Ditto for debt ceiling concerns, which could resurface if the interim deal doesn’t appear to be passed before the June 5 Treasury Department deadline, a possibility where there may be politicians who aren’t too happy with certain aspects of the deal (including Maximum discretionary spending limits and no debt limit for two years).

Australian dollar scenarios:

Possible base scenario:
Based on the recent releases, the odds seem very good that volatility and momentum will pick up in the Australian dollar.
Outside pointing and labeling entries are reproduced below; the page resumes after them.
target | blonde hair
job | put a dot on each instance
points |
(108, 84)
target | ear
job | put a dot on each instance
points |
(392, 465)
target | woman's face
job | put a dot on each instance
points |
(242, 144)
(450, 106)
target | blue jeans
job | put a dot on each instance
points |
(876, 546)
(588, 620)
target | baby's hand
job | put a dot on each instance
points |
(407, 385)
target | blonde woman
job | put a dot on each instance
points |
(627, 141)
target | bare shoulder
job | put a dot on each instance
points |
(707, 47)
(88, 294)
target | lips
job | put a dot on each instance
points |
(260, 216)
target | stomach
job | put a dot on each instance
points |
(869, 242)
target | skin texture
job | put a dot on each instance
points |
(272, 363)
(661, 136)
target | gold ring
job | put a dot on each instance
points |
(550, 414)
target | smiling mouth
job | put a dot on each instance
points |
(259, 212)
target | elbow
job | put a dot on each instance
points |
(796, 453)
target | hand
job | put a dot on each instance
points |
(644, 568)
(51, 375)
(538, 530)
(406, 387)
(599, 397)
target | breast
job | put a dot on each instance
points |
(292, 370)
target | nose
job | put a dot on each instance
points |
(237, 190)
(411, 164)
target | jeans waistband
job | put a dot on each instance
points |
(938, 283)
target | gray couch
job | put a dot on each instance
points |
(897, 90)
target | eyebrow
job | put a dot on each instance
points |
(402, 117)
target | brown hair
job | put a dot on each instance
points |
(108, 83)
Given that the last three releases came in slower than market estimates, and that related economic releases point to smaller price increases, the annual CPI for April may have come in lower than expected at 6.4%.

Reducing hawkish bets could see the Aussie retreat from its gains that began late last week.

In this scenario coupled with a potential shift to risk off conditions later this week if we see negative catalysts, the Australian dollar could see losses against safe havens such as the US dollar and Japanese yen and/or currencies with hawkish central banks such as the euro.

Possible alternative scenario 1:
In the last two releases, a weaker-than-expected CPI has created an already adverse trading environment for Australian dollar prices that likely contributed to the sustained dollar price reaction.

If the weak CPI report comes out during a risk friendly trading environment, the highs/lows of the event candlestick can be used as an intraday turning point before the price moves in the way of the overall risk sentiment.

Relative trading Volatile AUD pairs (such as AUD/USD, AUD/JPY, AUD/CHF) with short term risk management plans may work if you expect a reversal from the initial Australian dollar reaction.

Possible alternative scenario 2:
If the annual CPI for April surprises and registers above 6.4%, the Aussie could see an upward run against its peers as no one is really expecting this data.

Long positions intraday against currencies with less hawkish central banks such as the New Zealand dollar, the Canadian dollar and JPY It may succeed in the event of a stronger than expected CPI report.

Leave A Reply

Your email address will not be published.